Loki's chest rises and falls shallowly, and his eyes are closed. Not that it doesn't make sense, but he wants to talk to him, to try to figure out what to do.

The god's skin never returned to its normal tone, staying jötunn blue and marked with raised, sweeping lines. Somehow the form still fits him, and Tony has a hard time understanding why the difference makes him a monster. The Nazi comparison is really the only thing that helps at all, but it's still fucked up. Either way, Loki is beautiful and he refuses to consider him less a god because of his heritage.

This is all so fucked-up.

Half of him refuses to believe it's real.

Being exceptionally careful not to knock anything, Tony lowers one of the rails and sits beside him on the bed, just watching him and trying to make sense of things.

"I'm so sorry, Loki…" He reaches up to brush a few stray hairs away from the god's face. Tony doesn't know when that motion became so natural to him, but it has, and he just needs some sort of familiarity right now. Pepper is across the country at a meeting in California, Happy with her, and Rhodey is in DC working on government shit. Bruce is somewhere in the middle-east last he heard, although he's been keeping quiet and out of the way, so tracking him down would take time… the only other friend he has is living on borrowed time, comatose, beside him.

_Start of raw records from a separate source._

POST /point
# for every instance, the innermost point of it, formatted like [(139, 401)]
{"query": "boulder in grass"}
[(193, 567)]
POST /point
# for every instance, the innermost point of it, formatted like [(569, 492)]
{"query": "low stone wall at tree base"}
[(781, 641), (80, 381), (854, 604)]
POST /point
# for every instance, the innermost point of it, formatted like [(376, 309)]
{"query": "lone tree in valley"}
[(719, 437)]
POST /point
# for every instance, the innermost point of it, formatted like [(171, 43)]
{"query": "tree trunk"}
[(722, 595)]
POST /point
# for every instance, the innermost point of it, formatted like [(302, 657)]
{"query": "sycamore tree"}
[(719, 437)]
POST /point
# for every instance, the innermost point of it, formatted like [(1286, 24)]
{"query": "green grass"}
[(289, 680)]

Supervillains he can do—beating people up is easy.

This is just terrifying.

"I don't know if you can hear me, Donder, but if you are… please." His voice breaks as he speaks quietly to Loki. "Please don't give up, okay? I need someone to do science with, I need someone who can tear me down and show me my place when I start going overboard, and I need my friend back, dammit! So don't you dare give up on me, because I swear to god I'll drag you back from the dead just so I can kill you myself."

He sits with the god until he can't hold his eyes open, then pulls a chair over and sits like Loki did when it was Tony in the hospital, laying his head on the mattress.

Sleeping only works for a half hour or so before he wakes out of nightmares, and for the first time since the god had fallen unconscious in his arms, he breaks down into not-so-manly tears.